One of the most useful pieces of advice I’ve been given in my teaching career is ‘always leave them wanting more..’ It’s a good piece of advice.
Bored kids are kids that get into trouble.
Bored kids bully.
Bored kids break and destroy school property.
Bored kids get into fights.
Yet now I wonder if that advice also has a flip side. By keeping kids constantly on the go and never having a chance to be bored, they turn to quick fixes to entertain themselves.
As part of our Unit of Inquiry into how decisions impact our wellbeing, I planned a provocation with my class. I challenged them a task to do – keeping new learners at school safe – put the instructions up the board. The second instruction was ‘no rules’ the kids could do whatever they liked for 30 minutes.
- It took some time for the kids in my class to make decisions without an an adult telling them what to do.
- Most kids figured out that this being school, they’d need to complete a task.
- Many of the kids wanted to run around the classroom and throw things around because it was ‘against the rules.’
- Some of children fell over while they were running around.
- The kids only lasted 10 minutes with running around before they became bored and concerned about injury.
- Not one child was building or creating with their hands despite the materials being in the classroom.
- The only children drawing or making videos were those children completing the task.
- Not one child was reading a book.
- The only children who went outside were the ones completing the task
- It took 10 minutes before the first computer was being fired up to play Minecraft. By the end most of the boys and a small number of girls were staring at a screen.
This could be a sign of society going to waste. Kids who would rather stare at a screen rather than interact with other or even go outside to kick a football around. The kids were genuinely disappointed that they hadn’t considered going outside or making circuits until I pointed it out to them.
Yet I prefer to see it as an opportunity for learning for the children.

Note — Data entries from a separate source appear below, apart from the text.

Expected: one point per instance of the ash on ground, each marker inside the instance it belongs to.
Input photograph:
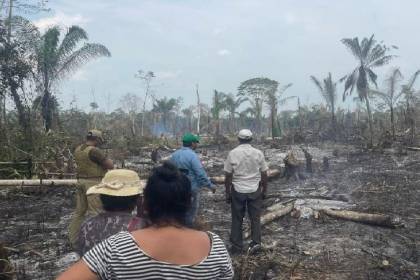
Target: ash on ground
(34, 220)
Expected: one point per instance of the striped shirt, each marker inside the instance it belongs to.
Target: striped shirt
(119, 257)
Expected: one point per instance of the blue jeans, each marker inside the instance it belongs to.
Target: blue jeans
(192, 212)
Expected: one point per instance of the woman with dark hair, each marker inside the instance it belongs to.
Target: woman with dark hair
(167, 249)
(119, 191)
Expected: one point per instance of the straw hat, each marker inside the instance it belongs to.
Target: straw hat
(245, 134)
(119, 182)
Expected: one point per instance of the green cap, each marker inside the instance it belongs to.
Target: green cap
(190, 138)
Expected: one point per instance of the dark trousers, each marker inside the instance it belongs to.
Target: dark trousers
(240, 202)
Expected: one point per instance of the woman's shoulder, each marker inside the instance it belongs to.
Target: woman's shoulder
(216, 242)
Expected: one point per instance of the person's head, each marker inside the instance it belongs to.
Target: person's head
(119, 190)
(167, 196)
(245, 136)
(190, 140)
(95, 137)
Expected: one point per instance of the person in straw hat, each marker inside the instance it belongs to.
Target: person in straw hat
(166, 249)
(119, 192)
(246, 184)
(92, 164)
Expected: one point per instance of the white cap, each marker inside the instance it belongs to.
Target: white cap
(245, 134)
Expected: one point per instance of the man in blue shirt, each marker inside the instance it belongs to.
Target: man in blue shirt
(188, 162)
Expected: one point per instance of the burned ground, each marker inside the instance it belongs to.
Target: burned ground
(34, 221)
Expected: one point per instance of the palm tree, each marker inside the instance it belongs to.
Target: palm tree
(256, 90)
(164, 106)
(411, 100)
(218, 106)
(57, 60)
(232, 106)
(369, 55)
(390, 97)
(273, 100)
(328, 90)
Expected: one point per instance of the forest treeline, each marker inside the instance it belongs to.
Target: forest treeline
(34, 63)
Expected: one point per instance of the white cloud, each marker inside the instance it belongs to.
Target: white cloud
(60, 19)
(223, 52)
(290, 18)
(80, 75)
(167, 74)
(217, 31)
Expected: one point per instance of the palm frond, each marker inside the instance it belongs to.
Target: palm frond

- That they are more prone to risky behaviour and injury when they are bored.
- That they need to develop spacial awareness of the best places to play.
- That they turn to video games because they aren’t mindful of alternatives.
As a teacher I’m mindful that I might be part of the problem.
- That the kids know they need to ‘do school’ and ‘complete tasks.’
- That I’m always keeping the kids busy and on task I’m missing opportunities for authentic learning.
- That they physical classroom environment isn’t conducive to independent learning.
- That kids need to fall over and seeing others fall over to get them to appreciate those rules.